When something is much more likely to happen some way than the another you can call it luck when it happens but its really just turning out the most likely way. In sports a stronger team beating the weaker is usually not described as luck - its just how it was supposed to be. Even if the weaker could have won also.
Also describing as luck that you have alternate way to India is... Geography is not luck. If Europe had the climate to grew spices they would never have developed the navy to travel to India. Because they wouldnt have needed to. If Arabia was water they wouldnt need to travel around Africa and again they wouldnt need to develope better ships and sailing methods. But thats not luck according to you. Its only luck if the europeans come out on top. Thus you can conclude that the europeans were extremly lucky. In reality they had just much better motivation to explore and develope their navies than the rest of the world. And when as a result they found they had naval dominance they used that to get as much money (mostly through trade) as possible. In the process they ended up conquering most of the world.
And if the result of something (Europe vs locals) is consistently the same its not luck. No one is that lucky.
Also you can continue to repeat your points - that doesnt make them less ridicolous. Blaming everything on European luck from geography to the biology of the natives... And the cherry on top is the "Christianity existing to unite Europe" part - which of course is agan luck according to you. Its not like the christianosation of europe was a centuries long process with a thousand causes - but here its simple luck. Also of its supposed unity: 30 years war? Just to mention the most devastating war thanks to christian infighting.

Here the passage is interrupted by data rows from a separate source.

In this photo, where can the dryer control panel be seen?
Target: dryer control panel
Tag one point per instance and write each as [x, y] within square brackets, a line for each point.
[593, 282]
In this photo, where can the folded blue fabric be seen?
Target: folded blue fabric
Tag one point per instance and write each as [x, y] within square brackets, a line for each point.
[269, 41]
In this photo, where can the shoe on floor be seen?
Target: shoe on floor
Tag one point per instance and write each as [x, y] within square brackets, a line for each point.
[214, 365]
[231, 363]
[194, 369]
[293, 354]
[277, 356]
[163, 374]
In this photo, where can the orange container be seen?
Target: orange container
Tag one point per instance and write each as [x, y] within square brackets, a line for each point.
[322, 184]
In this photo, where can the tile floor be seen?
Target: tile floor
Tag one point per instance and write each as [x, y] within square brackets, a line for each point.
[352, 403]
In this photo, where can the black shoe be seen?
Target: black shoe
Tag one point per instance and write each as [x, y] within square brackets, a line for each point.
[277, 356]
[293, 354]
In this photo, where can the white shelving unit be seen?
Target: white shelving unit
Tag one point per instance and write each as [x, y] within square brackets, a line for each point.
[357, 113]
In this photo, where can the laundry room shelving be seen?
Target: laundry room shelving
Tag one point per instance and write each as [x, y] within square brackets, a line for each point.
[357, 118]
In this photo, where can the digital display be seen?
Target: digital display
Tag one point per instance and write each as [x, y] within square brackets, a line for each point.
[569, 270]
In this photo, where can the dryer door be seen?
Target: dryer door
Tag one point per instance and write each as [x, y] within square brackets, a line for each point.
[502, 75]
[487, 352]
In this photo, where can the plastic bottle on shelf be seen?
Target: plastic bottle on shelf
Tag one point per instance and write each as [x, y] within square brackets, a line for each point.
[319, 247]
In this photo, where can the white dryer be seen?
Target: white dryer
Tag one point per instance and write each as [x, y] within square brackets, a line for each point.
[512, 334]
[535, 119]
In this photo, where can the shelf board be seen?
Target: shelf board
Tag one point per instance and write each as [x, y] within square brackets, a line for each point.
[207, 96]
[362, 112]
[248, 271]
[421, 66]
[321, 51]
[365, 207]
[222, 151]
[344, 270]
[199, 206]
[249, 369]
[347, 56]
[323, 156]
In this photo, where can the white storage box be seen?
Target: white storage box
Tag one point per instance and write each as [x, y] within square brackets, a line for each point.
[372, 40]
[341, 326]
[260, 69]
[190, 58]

If thats your definition of unity I dont want any of it.
I want to point just to the central idea of 1st paragraph.
Saying that something more likely to happen cannot be based on luck, but on cause-and-effect is obviously right.
But how can we tell the world as we know is the most probable outcome of all possible outcomes of events many centuries ago?
In statistics, to make an inference about the probabilities of different outcomes of some event we need a sample of hundreds. In History we have a sample of just one event: our actual World History.
Surely when we see European armies usually defeating native ones so many times we can call it a good sample and make the statement: "when the Europeans fight the natives an European victory is the most likely outcome".
But it is due to technological and tactical advantages. The true question is: "what is the probability Europe will have tech advantage"? Or: "what is the probability Europe will pursue trade routes to East Asia" (instead of Chinese and Indian countries pursuing themselves maritine routes for their ships selling directly in Europe).
This kind of questions cannot be answered at all. Because we can only see our actual World and not a multiverse of different parallel Worlds as in some sci-fi books.
Many people here seem to have a Jared Diamond-like thinking. No problem with it, but taking that not as an explanation for actual World, but as an explanation of the most probable outcomes of different alternate Worlds is a step from biological and geographical determinism.